Internasional

Bukan Ukraina, Negara Ini 'Medan' Perang Baru Barat VS Rusia

Tommy Patrio Sorongan, CNBC Indonesia
Jumat, 04/08/2023 13:00 WIB
Foto: Pendukung junta Niger memegang bendera Rusia (AP/Sam Mednick)

Jakarta, CNBC Indonesia - Ketegangan geopolitik antara Barat dan Rusia memanas sejak perang di Ukraina. Barat menentang langkah Moskow yang meluncurkan serangan ke negara tetangganya itu.

Namun, di luar Ukraina, muncul 'medan' perang baru antara kedua pihak. Negara yang menjadi ajang pertempuran baru antara keduanya adalah Niger, yang baru mengalami kudeta militer.


Niger adalah koloni Prancis selama lebih dari 50 tahun sebelum merdeka pada tahun 1960. Meski telah merdeka, banyak warga Niger percaya salah satu patron Barat itu terus bertindak sebagai kekuatan kekaisaran dan merampas sumber daya alamnya.

Ini akhirnya berujung pada kudeta yang dipimpin Jenderal Abdourahamane Tchiani kepada rezim yang terpilih secara demokratis pimpinan Mohammed Bazoum. Selepas kudeta, kelompok pro Tchiani melakukan demonstrasi besar-besaran ke Kedutaan Prancis.

Setelah kudetanya sukses, Tchiani bahkan bertekad untuk mengumumkan penangguhan ekspor uranium dan emas ke Prancis. Langkah ini pararel dengan tuntutan demonstrasi yang dilakukan kelompok pro Tchiani di perwakilan Prancis itu.

Barat telah merespon dengan menentang langkah kudeta Tchiani ini. Beberapa negara Barat bahkan meminta jenderal militer itu untuk membebaskan Bazoum yang saat ini berada dalam kurungan Tchiani.

Di sisi lain, nama Presiden Rusia Vladimir Putin menjadi salah satu nama yang digemakan oleh sebagian warga yang mendukung kudeta di Niger. Teriakan "Hidup Putin", "Hidup Rusia", dan "jatuhlah Prancis" terdengar di antara kerumunan yang berunjuk rasa.

Seorang ahli di think tank Turki TASAM yang berfokus pada sub-Sahara Afrika, Huriye Yildirim Cinar, mengatakan pertempuran antara Moskow dan Barat telah memainkan peran kunci dalam perubahan kekuasaan tersebut.
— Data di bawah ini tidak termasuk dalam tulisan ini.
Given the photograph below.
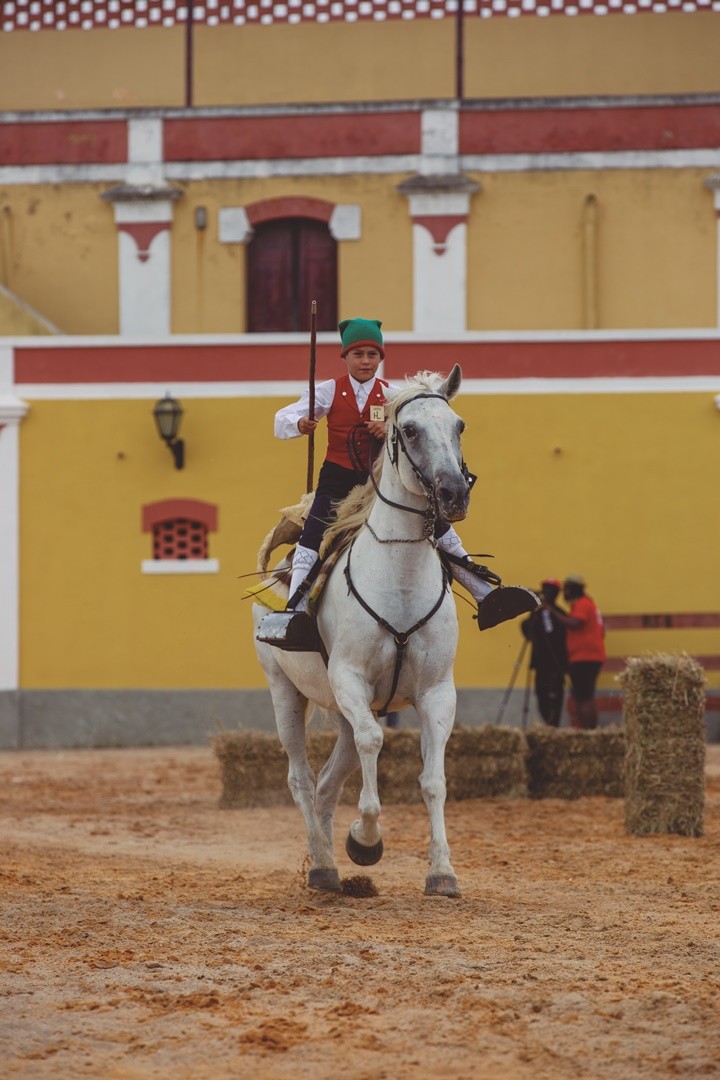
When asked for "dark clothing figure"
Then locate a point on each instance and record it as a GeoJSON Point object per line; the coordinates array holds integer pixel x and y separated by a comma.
{"type": "Point", "coordinates": [548, 657]}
Ia mengatakan upaya kudeta telah didalangi oleh sebuah faksi di militer yang menentang hubungan dekat pemerintahnya dengan Barat dan "pasivisme" negara.

"Setelah kudeta di negara-negara seperti Mali, Guinea, Burkina Faso, dan Republik Afrika Tengah, negara-negara ini membangun kemitraan yang kuat dengan Rusia dan menjauhkan diri dari Barat, terutama Prancis," kata Cinar kepada Anadolu Agency, dikutip Jumat (4/8/2023).

"Pada titik ini, Niger... telah muncul sebagai satu-satunya negara di kawasan yang dapat disebut sebagai sekutu Barat," tambahnya.

Cinar menambahkan Niger, negara berpenduduk sekitar 25 juta, memiliki peran penting dalam kebijakan Barat yang lebih luas untuk sub-Sahara. Amerika Serikat (AS) bahkan pernah membuka pangkalannya di negara itu.

Dari segi kekayaan alam, World Nuclear Association (WNA) mengatakan Niger adalah produsen uranium terbesar ketujuh di dunia. WNA juga menegaskan bahwa Niger, pada tahun 2022, menghasilkan 2020 tU yang akan dianggap lebih dari 4% dari produksi uranium dunia.

Saat ini, produksi uranium di Niger sebagian besar terjadi melalui perusahaan yang dimiliki mayoritas Prancis bernama Orano yang memiliki 63,4% Société des Mines de l'Aïr (SOMAÏR). Sisanya 36,66% dimiliki oleh Société du Patrimoine des Mines du Niger, yang dikenal sebagai Sopamin.

"Di sisi lain, Niger adalah negara terkaya keempat di dunia dalam hal sumber daya uranium. Perusahaan nuklir Prancis AREVA telah memegang hak untuk memproses sumber daya uranium di Niger selama lebih dari 50 tahun. Untuk alasan ini, baik Prancis maupun AS sangat mementingkan Niger," tambah Cinar.